La historia es fácil de seguir gracias a la narración fluida y clara. Antonio José Bolívar Proaño, nuestro héroe, vive en un pueblito llamado El Idilio. Con setenta años, se ve envuelto en la cacería de una madre tigrillo porque es uno de los pocos en el pueblo que vivió en la selva y aprendió de los Shuar, un grupo indígena.

En medio de todo eso, Sepúlveda se encarga de hacernos sentir un amor por la naturaleza y la libertad que el viejo aprende en sus años viviendo con los Shuar: dejar las rutinas de “los hombres” y abandonarse al deleite de la selva… “il dolce far niente” (el placer de hacer nada) diría yo. También, y no menos importante, Antonio José Bolívar Proaño se da cuenta que sabe leer, abriéndole las puertas a otro mundo, el de las palabras, la otra libertad, el otro amor.

Si no leyeron este libro y quieren hacerse con uno que sea fácil de sentir, este es el indicado.

Sepulveda nació en 1945 en la ciudad de Ovalle en Chile y falleció recientemente en abril del 2020 en Gijón, España, donde vivió los últimos veinte años de su vida. Un autor muy prolífico, con casi cuarenta títulos publicados. No solamente fue escritor, sino que también periodista, guionista y director de cine.

A Sepúlveda le entusiasmaban los viajes, “el mundo es para conocerlo” dijo en una entrevista. A los dieciséis años cumplió uno de sus sueños: conocer el sur chileno, sólo y sin dinero, haciendo autostop. Por siete meses vivió junto a la comunidad indígena Shuar que fue inspiración para “Un viejo que sólo leía novelas de amor”. El miedo más grande que él tenía al respecto de esta era su lectura como una especie de postal que invitara al turismo, ya que él más que nadie comprendía la fragilidad de la Amazonía. Esta novela terminó siendo una de sus más conocidas obras con más de cinco millones de ejemplares vendidos y además de tener una adaptación al cine.

Siento que también es muy importante mencionar que Sepúlveda fue un exiliado de la dictadura Chilena, obligándolo a irse de Chile y buscar refugio en otros países. Antes de exiliarse estuvo preso por tres años y sufrió la violencia de la dictadura en carne propia.
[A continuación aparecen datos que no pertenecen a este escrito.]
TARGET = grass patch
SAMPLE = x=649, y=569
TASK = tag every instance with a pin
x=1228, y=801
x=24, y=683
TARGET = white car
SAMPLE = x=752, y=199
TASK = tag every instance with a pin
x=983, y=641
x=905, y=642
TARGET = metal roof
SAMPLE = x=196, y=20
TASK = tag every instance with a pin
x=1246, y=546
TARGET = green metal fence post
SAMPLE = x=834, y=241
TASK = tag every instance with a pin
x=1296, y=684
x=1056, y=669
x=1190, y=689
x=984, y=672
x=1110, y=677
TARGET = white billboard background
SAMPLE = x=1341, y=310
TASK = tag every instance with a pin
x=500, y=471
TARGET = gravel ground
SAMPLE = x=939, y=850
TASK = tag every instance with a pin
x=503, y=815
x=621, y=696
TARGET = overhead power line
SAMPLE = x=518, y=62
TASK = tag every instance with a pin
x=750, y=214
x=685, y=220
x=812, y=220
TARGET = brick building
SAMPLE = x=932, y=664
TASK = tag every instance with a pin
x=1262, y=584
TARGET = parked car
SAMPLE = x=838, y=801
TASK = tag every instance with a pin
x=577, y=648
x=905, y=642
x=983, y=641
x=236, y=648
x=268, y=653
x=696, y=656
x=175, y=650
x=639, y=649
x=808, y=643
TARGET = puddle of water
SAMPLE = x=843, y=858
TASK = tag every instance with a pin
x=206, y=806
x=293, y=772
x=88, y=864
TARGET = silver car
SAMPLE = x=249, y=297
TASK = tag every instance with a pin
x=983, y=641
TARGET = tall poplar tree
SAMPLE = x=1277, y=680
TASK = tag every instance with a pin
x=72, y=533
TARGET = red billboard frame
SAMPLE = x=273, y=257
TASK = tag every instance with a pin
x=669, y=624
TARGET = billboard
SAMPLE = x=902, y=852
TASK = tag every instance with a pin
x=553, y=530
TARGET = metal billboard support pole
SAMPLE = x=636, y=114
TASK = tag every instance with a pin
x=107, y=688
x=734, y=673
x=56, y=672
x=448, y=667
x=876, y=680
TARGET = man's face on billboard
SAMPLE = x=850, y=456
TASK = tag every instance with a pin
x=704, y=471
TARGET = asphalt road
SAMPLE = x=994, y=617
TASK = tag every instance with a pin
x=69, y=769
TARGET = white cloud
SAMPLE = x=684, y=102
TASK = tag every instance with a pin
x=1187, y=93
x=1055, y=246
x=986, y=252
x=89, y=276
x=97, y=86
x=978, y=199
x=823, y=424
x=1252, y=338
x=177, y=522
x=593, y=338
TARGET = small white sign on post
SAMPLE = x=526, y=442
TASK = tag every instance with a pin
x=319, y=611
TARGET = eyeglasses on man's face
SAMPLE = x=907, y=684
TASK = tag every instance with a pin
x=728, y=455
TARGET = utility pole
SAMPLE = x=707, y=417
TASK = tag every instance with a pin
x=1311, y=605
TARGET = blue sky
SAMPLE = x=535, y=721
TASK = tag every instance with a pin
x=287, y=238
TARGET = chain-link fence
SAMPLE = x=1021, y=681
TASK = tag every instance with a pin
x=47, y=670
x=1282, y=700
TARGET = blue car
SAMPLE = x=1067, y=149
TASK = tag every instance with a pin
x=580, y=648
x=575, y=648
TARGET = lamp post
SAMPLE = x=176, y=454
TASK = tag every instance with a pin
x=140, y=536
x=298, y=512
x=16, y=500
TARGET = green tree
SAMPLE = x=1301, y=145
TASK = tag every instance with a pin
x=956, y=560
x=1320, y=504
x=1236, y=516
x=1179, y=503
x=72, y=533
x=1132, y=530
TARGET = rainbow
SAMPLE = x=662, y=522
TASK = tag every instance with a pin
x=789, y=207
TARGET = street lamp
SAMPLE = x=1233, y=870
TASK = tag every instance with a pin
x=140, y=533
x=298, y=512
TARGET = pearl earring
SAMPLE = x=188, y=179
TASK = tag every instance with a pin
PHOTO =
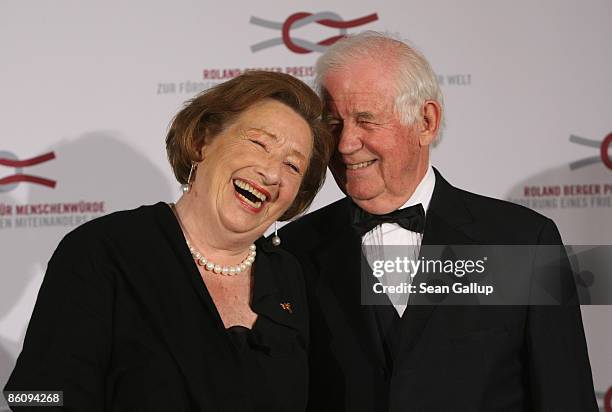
x=275, y=238
x=187, y=186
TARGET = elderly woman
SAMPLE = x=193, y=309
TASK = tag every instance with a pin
x=186, y=307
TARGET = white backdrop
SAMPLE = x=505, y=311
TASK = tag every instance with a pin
x=93, y=85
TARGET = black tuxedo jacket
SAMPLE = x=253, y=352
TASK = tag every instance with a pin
x=123, y=322
x=450, y=358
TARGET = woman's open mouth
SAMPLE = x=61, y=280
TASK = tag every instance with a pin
x=249, y=195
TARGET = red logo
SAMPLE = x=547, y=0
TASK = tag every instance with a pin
x=10, y=182
x=300, y=19
x=604, y=151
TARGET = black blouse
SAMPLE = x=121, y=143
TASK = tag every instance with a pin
x=124, y=322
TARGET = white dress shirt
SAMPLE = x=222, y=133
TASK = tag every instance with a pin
x=393, y=234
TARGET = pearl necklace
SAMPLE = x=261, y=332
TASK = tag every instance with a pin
x=223, y=270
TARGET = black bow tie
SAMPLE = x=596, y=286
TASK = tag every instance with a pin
x=411, y=218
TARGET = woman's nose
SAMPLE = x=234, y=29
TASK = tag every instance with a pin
x=270, y=171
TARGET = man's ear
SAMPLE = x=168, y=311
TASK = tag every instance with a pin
x=430, y=123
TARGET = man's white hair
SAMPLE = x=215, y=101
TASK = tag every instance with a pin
x=416, y=81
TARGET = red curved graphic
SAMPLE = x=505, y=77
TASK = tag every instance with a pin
x=605, y=146
x=27, y=162
x=37, y=180
x=325, y=22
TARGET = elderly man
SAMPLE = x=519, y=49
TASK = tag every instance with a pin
x=385, y=108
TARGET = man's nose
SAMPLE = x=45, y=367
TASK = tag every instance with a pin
x=349, y=140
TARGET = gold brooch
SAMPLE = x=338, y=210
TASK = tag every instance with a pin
x=287, y=306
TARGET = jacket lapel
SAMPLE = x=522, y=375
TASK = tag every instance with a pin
x=341, y=283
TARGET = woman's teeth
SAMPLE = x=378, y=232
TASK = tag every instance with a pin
x=359, y=165
x=245, y=186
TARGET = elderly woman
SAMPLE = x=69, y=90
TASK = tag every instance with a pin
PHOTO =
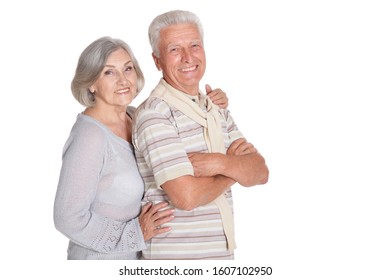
x=98, y=200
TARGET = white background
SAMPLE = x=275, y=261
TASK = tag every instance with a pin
x=308, y=84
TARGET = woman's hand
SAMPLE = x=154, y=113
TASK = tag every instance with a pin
x=152, y=218
x=217, y=96
x=241, y=147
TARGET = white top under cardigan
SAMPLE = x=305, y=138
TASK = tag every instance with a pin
x=99, y=194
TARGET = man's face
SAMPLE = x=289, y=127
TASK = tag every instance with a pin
x=182, y=57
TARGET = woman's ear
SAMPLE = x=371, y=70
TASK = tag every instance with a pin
x=156, y=61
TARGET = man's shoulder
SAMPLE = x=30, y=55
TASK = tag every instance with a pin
x=153, y=104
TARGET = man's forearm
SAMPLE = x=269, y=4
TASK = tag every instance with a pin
x=247, y=170
x=188, y=192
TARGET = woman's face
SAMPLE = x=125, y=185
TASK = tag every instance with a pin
x=117, y=82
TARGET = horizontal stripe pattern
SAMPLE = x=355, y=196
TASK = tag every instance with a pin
x=162, y=138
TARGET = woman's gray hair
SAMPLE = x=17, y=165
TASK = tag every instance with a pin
x=171, y=18
x=91, y=63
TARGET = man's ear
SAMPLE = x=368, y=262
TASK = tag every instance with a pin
x=156, y=61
La escritura, de muchas formas, le ayudó a sobrellevar la carga de sus fantasmas: “Cuando eres capaz de nombrar tus propios miedos, tus propios traumas, tus propios escollos para seguir avanzando, es cuando los identificas y los puedes superar, en ese sentido la literatura es un bálsamo y es una gran ayuda.”

Hay tantas cosas más que se pueden escribir acerca de su vida, pero espero que con esto les de un poco más de ganas de seguir conociéndolo.

Los libros de Sepúlveda fueron publicados en su mayoría por Tusquets, una editorial barcelonesa con más de cincuenta años de antigüedad. Ha publicado a algunos autores latinoamericanos como Octavio Paz o Adolfo Bioy Casares. Cada año otorga el “Premio Tusquets Editores de Novela” a novelas escritas en castellano. Hace ocho años la editorial se asoció al Grupo Planeta.

Les recomiendo buscar los títulos de Sepúlveda utilizando la web de @todostuslibroscegal , para apoyar a las pequeñas librerías.

¡Hasta la próxima reseña!

“Cuando un pasaje le agradaba especialmente lo repetía muchas veces, todas las que estimara necesarias para descubrir cuán hermoso podía ser también el lenguaje humano.”